It writes the word at AX
to ES:DI
, and
increments4 DI
by two – the amount
of bytes written.
This instruction will be run over and over again, with
DI
taking on every even value and overflowing every once in
a while, overwriting everything in ES
– including the text
buffer – over and over again.
Each character in the text buffer is represented by a word, so each
STOSW
writes a complete character to the screen.
AH=02
sets the color to dark green, and AL
(which changes each iteration) chooses the character
AX=02FF BX=1CC4 CX=0008 DX=0000 SP=FFFE BP=0000 SI=0100 DI=0002
DS=073D ES=AB9F SS=073D CS=073D IP=0104 NV UP EI PL ZR NA PE NC
073D:0104 47 INC DI
-t
AX=02FF BX=1CC4 CX=0008 DX=0000 SP=FFFE BP=0000 SI=0100 DI=0003
DS=073D ES=AB9F SS=073D CS=073D IP=0105 NV UP EI PL NZ NA PE NC
073D:0105 47 INC DI
-t
AX=02FF BX=1CC4 CX=0008 DX=0000 SP=FFFE BP=0000 SI=0100 DI=0004
DS=073D ES=AB9F SS=073D CS=073D IP=0106 NV UP EI PL NZ NA PO NC
073D:0106 EBF9 JMP 0101
-t
AX=02FF BX=1CC4 CX=0008 DX=0000 SP=FFFE BP=0000 SI=0100 DI=0004
DS=073D ES=AB9F SS=073D CS=073D IP=0101 NV UP EI PL NZ NA PO NC
073D:0101 1C9F SBB AL,9F
We don’t want the columns to be packed too tightly together, so we
skip every other character by adding two bytes to DI
.
We then jump to 0101
, uncovering a hidden
SBB
.
AX=02FF BX=1CC4 CX=0008 DX=0000 SP=FFFE BP=0000 SI=0100 DI=0004
DS=073D ES=AB9F SS=073D CS=073D IP=0101 NV UP EI PL NZ NA PO NC
073D:0101 1C9F SBB AL,9F
-t
AX=0260 BX=1CC4 CX=0008 DX=0000 SP=FFFE BP=0000 SI=0100 DI=0004
DS=073D ES=AB9F SS=073D CS=073D IP=0103 NV UP EI PL NZ NA PE NC
This is the last instruction, and it’s the one that modifies
AL
to animate the character.

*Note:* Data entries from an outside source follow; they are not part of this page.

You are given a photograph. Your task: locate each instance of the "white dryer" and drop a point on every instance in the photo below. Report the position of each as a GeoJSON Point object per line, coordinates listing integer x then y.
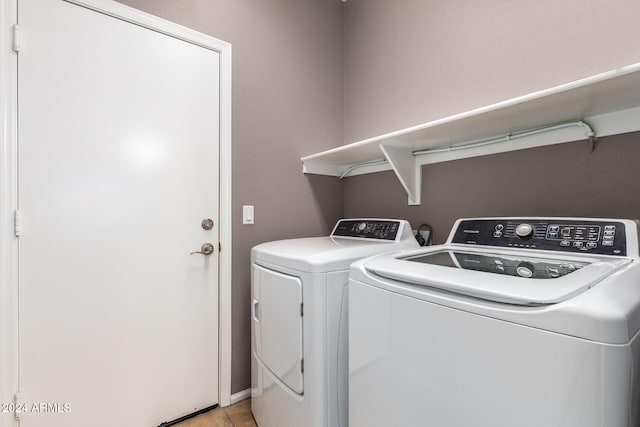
{"type": "Point", "coordinates": [528, 322]}
{"type": "Point", "coordinates": [299, 321]}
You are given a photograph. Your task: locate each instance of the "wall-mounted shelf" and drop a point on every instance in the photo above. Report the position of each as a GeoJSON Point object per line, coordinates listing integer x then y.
{"type": "Point", "coordinates": [607, 103]}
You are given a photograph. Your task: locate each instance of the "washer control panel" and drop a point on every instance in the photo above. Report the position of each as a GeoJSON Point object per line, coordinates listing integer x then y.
{"type": "Point", "coordinates": [367, 228]}
{"type": "Point", "coordinates": [583, 236]}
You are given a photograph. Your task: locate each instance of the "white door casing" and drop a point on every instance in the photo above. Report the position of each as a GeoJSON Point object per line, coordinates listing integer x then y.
{"type": "Point", "coordinates": [109, 209]}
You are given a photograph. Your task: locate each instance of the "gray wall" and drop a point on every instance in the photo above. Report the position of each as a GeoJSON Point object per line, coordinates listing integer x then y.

It subtracts 9F
from AL
with borrow, which is pretty much the grade-school
approach. That is – if it underflows, it will “borrow” a bit from the
next byte by setting the carry flag. The next SBB
will see
that the carry flag is set, subtract an additional 1
, and
unset the carry flag (unless it also underflowed).
-rax 028F
-r
AX=028F BX=1CC4 CX=0008 DX=0000 SP=FFFE BP=0000 SI=0100 DI=0008
DS=073D ES=AB9F SS=073D CS=073D IP=0101 NV UP EI PL NZ NA PO NC
073D:0101 1C9F SBB AL,9F
-t
AX=02F0 BX=1CC4 CX=0008 DX=0000 SP=FFFE BP=0000 SI=0100 DI=0008
DS=073D ES=AB9F SS=073D CS=073D IP=0103 NV UP EI NG NZ NA PE CY
-rip 0101 ; i don't care about the rest of the loop, just run the SBB again
-t
AX=0250 BX=1CC4 CX=0008 DX=0000 SP=FFFE BP=0000 SI=0100 DI=0008
DS=073D ES=AB9F SS=073D CS=073D IP=0103 NV UP EI PL NZ AC PE NC
Notice how the second SBB
subtracted A0
instead of 9F
because of the carry flag.
Why does that matter? Let’s imagine this was a regular
SUB
instead, without a borrow. 9F
is odd
(coprime to 100
), so it would take 100
iterations for AL
to loop around (remember, we’re working
with hexadecimal here). The loop runs for 10000/2=8000
iterations before DI
repeats, and 8000
is
divisible by 100
, so each pass would have the exact same
AL
values for each character. Instead of an animation we’d
get a much less impressive static screen.
Instead, AL
repeats every 55
(decimal 85)
SBB
calls, which is coprime to 100
, so the
AL
values will differ from pass to pass. There’s probably a
way to determine the period by hand but I just used Python. Not all
operands work for this, but 9F
seems to be one of the good
ones.
To quote the author, “without CR flag, there would be no animation :)”.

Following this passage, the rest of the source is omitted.